Risk in RMTI is somewhat mitigated in the fact the company has a 20 year operating history and ttm revenues of $53 million from sales of various solutions and products for dialysis. In October 2014, the company entered into an exclusive licensing agreement with Baxter Healthcare, a $40 billion industry giant, to market their dialysis solutions (listen to conference call). So, unlike a pharma microcap with one product that’s make or break leading up to the PDUFA date, RMIT has several irons in the fire for future revenue expansion.
Possible Double Bottom
RMTI shares are volatile and might be making a double bottom formation. With end of year tax-loss sales, support could be broken with new lows made between now and eoy, so caution is advised. In fact it’s possible that RMTI may have broken to new lows by the time this is published.

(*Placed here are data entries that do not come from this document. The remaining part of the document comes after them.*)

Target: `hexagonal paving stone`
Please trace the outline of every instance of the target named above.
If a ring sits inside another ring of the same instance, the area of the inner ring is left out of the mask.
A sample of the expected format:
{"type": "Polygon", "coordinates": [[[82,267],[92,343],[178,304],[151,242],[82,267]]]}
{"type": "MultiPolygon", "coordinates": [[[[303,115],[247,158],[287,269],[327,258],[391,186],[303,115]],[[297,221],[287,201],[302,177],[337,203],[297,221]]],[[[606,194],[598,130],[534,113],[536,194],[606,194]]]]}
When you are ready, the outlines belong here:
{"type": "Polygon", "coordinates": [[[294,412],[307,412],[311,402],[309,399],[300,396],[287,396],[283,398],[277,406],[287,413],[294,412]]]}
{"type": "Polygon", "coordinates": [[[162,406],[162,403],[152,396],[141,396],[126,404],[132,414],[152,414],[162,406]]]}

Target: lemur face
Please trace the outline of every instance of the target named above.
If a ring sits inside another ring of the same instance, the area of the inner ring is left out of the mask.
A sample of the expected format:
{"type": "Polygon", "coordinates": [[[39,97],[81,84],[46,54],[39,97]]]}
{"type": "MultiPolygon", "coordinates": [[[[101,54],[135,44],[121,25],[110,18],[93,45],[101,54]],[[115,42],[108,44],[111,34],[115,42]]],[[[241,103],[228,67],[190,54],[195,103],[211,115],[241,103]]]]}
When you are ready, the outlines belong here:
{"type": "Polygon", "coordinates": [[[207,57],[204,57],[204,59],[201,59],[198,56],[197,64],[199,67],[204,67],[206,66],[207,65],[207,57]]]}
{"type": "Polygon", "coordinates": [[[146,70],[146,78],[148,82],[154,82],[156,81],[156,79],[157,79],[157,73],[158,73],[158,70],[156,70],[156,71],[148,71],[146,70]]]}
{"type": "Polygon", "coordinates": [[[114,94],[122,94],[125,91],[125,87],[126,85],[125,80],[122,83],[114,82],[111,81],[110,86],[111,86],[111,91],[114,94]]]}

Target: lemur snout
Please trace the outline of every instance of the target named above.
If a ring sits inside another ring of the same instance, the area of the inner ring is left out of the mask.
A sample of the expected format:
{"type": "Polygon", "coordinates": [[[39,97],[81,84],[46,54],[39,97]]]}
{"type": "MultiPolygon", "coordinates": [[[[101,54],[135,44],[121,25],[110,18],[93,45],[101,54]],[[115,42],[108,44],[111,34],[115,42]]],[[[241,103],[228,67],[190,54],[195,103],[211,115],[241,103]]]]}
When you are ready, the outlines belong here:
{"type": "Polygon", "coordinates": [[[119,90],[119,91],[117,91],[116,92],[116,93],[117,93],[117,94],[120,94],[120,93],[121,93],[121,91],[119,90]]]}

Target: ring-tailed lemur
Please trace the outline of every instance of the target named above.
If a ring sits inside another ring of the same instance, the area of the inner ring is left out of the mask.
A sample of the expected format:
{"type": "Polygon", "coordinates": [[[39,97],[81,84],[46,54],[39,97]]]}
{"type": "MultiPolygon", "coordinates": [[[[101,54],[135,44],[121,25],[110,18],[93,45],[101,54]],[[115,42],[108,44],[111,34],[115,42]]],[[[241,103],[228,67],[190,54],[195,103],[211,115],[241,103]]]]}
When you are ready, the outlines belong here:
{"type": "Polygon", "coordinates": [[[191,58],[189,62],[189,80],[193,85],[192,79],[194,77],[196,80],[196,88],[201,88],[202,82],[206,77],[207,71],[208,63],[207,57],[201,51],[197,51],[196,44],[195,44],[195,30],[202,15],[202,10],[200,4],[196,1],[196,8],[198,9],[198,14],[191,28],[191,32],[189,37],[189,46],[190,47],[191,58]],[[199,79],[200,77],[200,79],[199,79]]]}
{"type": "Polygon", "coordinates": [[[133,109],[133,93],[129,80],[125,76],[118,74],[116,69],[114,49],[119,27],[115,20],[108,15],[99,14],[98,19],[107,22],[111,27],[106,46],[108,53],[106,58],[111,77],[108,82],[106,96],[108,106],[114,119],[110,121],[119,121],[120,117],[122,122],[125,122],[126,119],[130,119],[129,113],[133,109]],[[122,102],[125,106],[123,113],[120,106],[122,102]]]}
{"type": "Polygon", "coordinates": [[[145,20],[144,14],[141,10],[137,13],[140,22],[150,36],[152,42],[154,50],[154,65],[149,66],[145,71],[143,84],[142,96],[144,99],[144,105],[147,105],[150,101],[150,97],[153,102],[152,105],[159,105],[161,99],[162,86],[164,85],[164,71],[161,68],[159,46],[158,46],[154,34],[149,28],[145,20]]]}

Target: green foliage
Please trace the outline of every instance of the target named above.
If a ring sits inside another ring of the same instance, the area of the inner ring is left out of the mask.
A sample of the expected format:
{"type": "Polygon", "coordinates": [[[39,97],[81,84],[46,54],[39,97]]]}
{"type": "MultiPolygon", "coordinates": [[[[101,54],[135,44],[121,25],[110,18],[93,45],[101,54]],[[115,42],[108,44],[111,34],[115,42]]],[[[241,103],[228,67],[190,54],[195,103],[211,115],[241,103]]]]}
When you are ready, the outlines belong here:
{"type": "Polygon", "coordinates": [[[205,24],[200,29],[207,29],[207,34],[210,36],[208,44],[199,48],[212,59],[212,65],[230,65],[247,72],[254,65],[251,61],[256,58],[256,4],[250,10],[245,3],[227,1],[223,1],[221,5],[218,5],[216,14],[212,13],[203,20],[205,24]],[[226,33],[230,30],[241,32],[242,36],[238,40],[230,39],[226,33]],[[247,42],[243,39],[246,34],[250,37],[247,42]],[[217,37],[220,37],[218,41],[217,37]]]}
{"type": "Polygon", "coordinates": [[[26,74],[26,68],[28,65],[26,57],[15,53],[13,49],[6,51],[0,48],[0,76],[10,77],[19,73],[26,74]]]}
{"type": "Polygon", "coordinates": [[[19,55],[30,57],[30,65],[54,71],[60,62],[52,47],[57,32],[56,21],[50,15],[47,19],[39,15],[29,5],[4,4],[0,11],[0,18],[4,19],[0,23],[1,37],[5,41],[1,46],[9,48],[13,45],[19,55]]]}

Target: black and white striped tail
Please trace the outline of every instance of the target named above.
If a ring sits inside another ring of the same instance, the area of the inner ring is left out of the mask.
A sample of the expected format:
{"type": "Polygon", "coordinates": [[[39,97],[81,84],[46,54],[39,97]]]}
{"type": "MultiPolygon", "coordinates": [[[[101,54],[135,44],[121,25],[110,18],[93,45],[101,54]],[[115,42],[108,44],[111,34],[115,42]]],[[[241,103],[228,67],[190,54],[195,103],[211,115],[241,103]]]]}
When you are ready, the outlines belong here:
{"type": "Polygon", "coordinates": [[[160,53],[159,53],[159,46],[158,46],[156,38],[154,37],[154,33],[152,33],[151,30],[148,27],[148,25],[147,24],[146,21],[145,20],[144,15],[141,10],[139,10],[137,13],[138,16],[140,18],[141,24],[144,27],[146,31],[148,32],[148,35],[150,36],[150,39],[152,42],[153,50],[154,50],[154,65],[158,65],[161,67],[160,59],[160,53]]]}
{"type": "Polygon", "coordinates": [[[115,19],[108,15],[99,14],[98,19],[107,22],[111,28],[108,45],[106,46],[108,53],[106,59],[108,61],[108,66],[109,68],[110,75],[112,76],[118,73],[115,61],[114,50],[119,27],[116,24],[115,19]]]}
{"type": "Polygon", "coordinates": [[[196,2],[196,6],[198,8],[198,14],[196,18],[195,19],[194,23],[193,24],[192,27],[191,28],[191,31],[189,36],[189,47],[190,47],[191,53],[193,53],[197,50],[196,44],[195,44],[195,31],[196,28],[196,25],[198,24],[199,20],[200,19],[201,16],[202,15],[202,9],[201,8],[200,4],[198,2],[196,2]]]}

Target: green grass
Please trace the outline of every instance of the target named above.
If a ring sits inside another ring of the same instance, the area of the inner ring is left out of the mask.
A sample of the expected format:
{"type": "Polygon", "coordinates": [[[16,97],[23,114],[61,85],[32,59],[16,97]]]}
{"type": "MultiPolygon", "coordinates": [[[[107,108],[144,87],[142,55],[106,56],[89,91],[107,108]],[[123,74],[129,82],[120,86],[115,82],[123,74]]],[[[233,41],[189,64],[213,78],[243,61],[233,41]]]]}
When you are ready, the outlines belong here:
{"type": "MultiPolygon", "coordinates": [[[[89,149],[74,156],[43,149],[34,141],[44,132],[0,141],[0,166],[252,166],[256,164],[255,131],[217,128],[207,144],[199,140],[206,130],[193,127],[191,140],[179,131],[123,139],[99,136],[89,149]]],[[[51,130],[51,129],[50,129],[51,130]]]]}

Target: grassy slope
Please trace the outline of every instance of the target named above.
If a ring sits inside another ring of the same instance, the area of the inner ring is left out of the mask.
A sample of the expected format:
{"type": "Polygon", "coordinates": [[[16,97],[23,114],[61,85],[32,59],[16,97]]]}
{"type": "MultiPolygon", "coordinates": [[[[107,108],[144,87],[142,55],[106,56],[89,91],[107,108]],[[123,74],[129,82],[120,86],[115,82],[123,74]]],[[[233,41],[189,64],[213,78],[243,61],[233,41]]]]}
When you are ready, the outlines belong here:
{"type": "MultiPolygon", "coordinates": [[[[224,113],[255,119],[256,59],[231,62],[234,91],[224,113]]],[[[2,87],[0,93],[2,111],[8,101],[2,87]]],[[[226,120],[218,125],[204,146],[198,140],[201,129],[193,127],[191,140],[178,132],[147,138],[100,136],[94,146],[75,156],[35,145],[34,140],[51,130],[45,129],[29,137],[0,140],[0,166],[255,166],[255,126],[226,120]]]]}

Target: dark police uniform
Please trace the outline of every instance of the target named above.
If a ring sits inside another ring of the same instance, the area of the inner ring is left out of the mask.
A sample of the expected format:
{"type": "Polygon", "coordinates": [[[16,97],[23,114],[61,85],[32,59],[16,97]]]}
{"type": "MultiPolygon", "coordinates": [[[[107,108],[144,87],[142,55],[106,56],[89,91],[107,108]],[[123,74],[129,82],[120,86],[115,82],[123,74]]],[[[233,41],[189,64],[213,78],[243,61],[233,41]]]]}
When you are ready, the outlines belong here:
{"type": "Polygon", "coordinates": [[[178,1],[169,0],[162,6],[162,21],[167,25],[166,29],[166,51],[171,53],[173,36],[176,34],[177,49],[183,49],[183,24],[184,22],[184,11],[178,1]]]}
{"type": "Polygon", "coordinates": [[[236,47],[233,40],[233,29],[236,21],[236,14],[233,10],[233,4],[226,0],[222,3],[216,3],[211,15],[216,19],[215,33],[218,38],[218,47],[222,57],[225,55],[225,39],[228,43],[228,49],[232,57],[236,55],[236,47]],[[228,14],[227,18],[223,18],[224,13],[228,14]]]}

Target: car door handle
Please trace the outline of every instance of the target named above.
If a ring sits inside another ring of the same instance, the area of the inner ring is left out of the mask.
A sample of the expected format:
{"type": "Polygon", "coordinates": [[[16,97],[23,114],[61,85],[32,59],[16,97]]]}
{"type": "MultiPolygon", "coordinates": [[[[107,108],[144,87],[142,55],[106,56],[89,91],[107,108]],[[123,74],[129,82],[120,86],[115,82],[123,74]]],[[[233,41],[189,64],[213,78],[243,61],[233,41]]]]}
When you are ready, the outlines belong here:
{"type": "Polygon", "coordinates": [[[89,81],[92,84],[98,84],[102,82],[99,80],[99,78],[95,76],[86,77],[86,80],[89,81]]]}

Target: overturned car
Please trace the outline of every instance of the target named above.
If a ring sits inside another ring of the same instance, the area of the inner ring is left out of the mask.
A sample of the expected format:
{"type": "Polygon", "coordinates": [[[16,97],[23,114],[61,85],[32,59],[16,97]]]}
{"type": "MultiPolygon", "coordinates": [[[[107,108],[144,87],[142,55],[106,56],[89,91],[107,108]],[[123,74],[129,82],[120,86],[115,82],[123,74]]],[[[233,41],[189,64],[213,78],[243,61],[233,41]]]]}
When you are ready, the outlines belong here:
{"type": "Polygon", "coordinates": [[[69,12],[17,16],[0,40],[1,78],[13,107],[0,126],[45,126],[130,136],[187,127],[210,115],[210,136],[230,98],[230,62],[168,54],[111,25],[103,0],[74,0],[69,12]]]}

For those who follow analyst estimates, there are 5 currently covering Rockwell Medical. Their average estimate for 2014 is for a loss of .46/share, improving (dramatically) to positive earnings of .24/share for 2015.
I believe shares have a reasonably strong chance of coming off the bottom here and are likely to move up rapidly by January as the 1/24/2015 PDUFA date nears.
Buy RMTI shares above recent $8.10 low and below $9 with a tight stop loss. Should shares be under $8.10 by the time you read this- you might consider holding off for even lower prices as the year winds down and tax loss sellers complete their exit.